As a health care provider who sees many infants each year, I know that many parents are understandably nervous about giving their new babies vaccines. If you follow the CDC vaccine schedule, your child will have gotten 20 vaccines (though some are combined), by the time they are 12 months old.
I believe in shared decision-making between parents and their health care providers. I also believe most parents are smart, want to do the best thing for their children, and have the right to make decisions for their children. That said, I hold research and factual information in the highest regard, and I believe that there are a variety of alternative therapies that can help with many health issues that haven’t been well studied. I have studied herbal therapies and functional medicine and have seen the benefits of these in my practice. In general, I feel that more information is typically better, but I’m more anxious due to the spread of false information these days.
We’ve been hearing more about false information and “fake news” in the media since 2016. It’s getting more difficult in these internet and social media times to decipher false from true information, say the experts whose job it is to try to do that. According to a 2018 Science journal article, and other studies since then, lies and false news that cause emotion, spread faster and farther than truthful information, and it is people that spread the bulk of it through social media.

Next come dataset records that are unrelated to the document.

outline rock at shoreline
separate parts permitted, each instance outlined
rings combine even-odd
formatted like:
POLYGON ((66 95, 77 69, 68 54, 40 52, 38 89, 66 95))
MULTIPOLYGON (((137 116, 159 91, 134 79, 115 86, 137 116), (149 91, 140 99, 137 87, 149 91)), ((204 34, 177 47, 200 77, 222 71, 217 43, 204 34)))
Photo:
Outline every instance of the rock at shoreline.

On top of this, people are becoming warier of our government. There are many hardworking, honest people out there who are trying to conduct reliable research, and give us accurate information, though quality information can take longer to determine and find.
Adverse reactions rare
You do not want to be that parent of a child who has an adverse vaccine reaction. The Vaccine Adverse Event Reporting System (VAERS) has a great search tool of all the reported adverse reactions in the United States since 1980. Since 2010, in the entire United States there has been:
• 56 adverse reactions reported to the Pentacel vaccine (the combi shot infants get three doses of that has Dtap, HIB and IPV or polio).
• 15 adverse reactions to the MMR vaccine (versus the 500-600 people that would die yearly in the 1960s before the vaccine was made per the CDC).
• 21 reactions to the Pneumovax pneumonia vaccine.
• 169 reactions to the Prevnar 13 pneumonia vaccine.
• 275 reactions to the 25 different types of flu vaccines.
These are not a large number of adverse reactions for an entire country of 327 million people over 10 years. When some parents have claimed that all vaccines cause illness, that is false information.
No link to autism
Autism makes parents nervous. Somehow the belief that the MMR vaccine causes autism is still widely shared, despite many well-done studies showing there is no correlation when at least 752,000 vaccinated and unvaccinated children were studied in Denmark and the United States over at least three years. Furthermore, the Advancement of Computing in Education (AACE), is an international, not-for-profit, educational organization with the mission of advancing Information Technology in Education and E-Learning research. They quote that one of the three false information topics most spread online was that vaccines cause autism. The CDC says 1 child in 88 (0.01%) has this spectrum of disabilities and it is diagnosed in most kids by the age of 3. In Washington state, it’s estimated at the high end that 12,000 people might have autism according to the Department of Health, or 0.0016% of our 7.5 million residents. The correlation of autism with the MMR vaccine has been part of a false information campaign spread on the internet and can easily be found, if you spend a few minutes searching.
I encourage everyone to try to improve your “media literacy” in this new information era and take the time to question if your information is true or false. Some simple tips from internet experts include:
• Always look at the creator and the “About Us” link and consider doing a counter search on the internet about that author.
• What is the message? Can you find the same message on multiple websites? Can you find a date, and can you determine if it is their opinion or a proven fact?
• Why was it created — was the author getting paid?
• If it is increasing your emotion about something, question if it’s true before sharing it.
Despite studies showing that once we form our beliefs, they are next to impossible to change, we should still try to scrutinize any online reading we do, so we can continue to limit the sharing of false information. This will help us care for ourselves, our families, and keep up our media literacy in this new online world.
Blue Bradley is a Certified Nurse Midwife since 2008, and has lived in the Methow Valley since 1995.